携帯電話があるから大丈夫ですって? とんでもない。近くにいる船に連絡を取ったり、トラブルの際に危機を伝えたくても、携帯電話では相手の電話番号がわからなければ交信できません。
不測の事態に対応でき、他船と交信できるのは、国際VHF無線機の「チャンネル16」だけなのです。
では、日本マリン無線協会・東京支局への簡単な道案内を。
浜松町駅(東京都港区)から羽田空港に向かうモノレールに乗り、1駅目の天王洲アイル駅で下車。駅直結のシーフォートスクエアビル口の出口を出ると、たった一駅なのに、浜松町とはまったく違うお洒落な空間が目に飛び込んできました。写真の階段の前の階段を降り、1階の海側の通路を羽田空港方面に進むと、日本マリン無線協会のオフィスがあります。

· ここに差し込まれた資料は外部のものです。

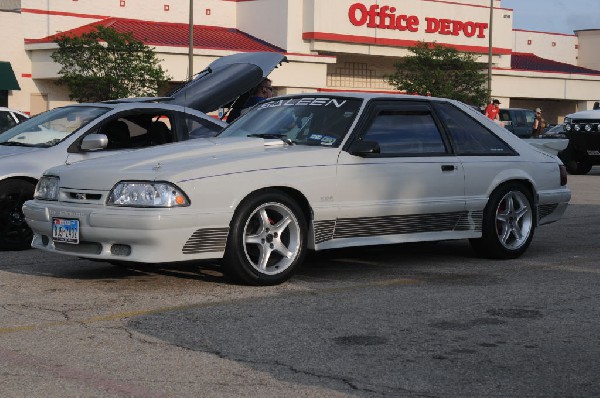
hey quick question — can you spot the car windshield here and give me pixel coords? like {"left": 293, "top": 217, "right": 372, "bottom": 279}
{"left": 219, "top": 96, "right": 362, "bottom": 147}
{"left": 0, "top": 106, "right": 109, "bottom": 147}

全面ガラス張りの大きな窓から、たくさんの無線機と大きな地図画面が見え、前を通る人がみんなのぞいていきます──見ますよ、のぞきますよ。いったい何をやっているんだろう? と思いますから。
中に入ると目につくのは、東京湾を映した巨大な3台のディスプレー。AISや国際VHFを搭載したたくさんの船が行き来している様子がわかり、それはまさに海の管制室のイメージ。東京湾だけでなく、日本中のAISや国際VHFを搭載した大型船舶や漁船、プレジャーボートの運航がここから手に取るようにわかります。
無線機のメンテナンスや修理も、日本マリン無線協会の大切な業務の一つ。マリン用だけではなく、アマチュア無線や陸上無線など、多くの機材の修理を引き受けています。
さて、いよいよ、高野さんオススメの国際VHF無線機は何か、聞いてみましょう。それは、この2機種です‼
1台目は、携帯型の国際VHF無線機、スタンダードホライゾン 「HX890J」(左)。防水仕様で水に浮くハンディー無線機です。出力5ワットで見通しのある船舶間で交信できます。
ハンディー機ながら、デジタルデータ通信ができるDSC機能を装備しているのが一番の特徴。DSCを使って、ボタン一つで遭難警報を発信できる「ディストレスボタン」も備えています。第3級海上特殊無線技士以下の資格では通常のDSC運用はできないのですが、非常時には、3級以下の資格でも、この「ディストレスボタン」を使うことが可能。いざというときは、ワンプッシュで簡単に遭難警報を発信し、海上保安庁や付近の船舶に知らせることができます。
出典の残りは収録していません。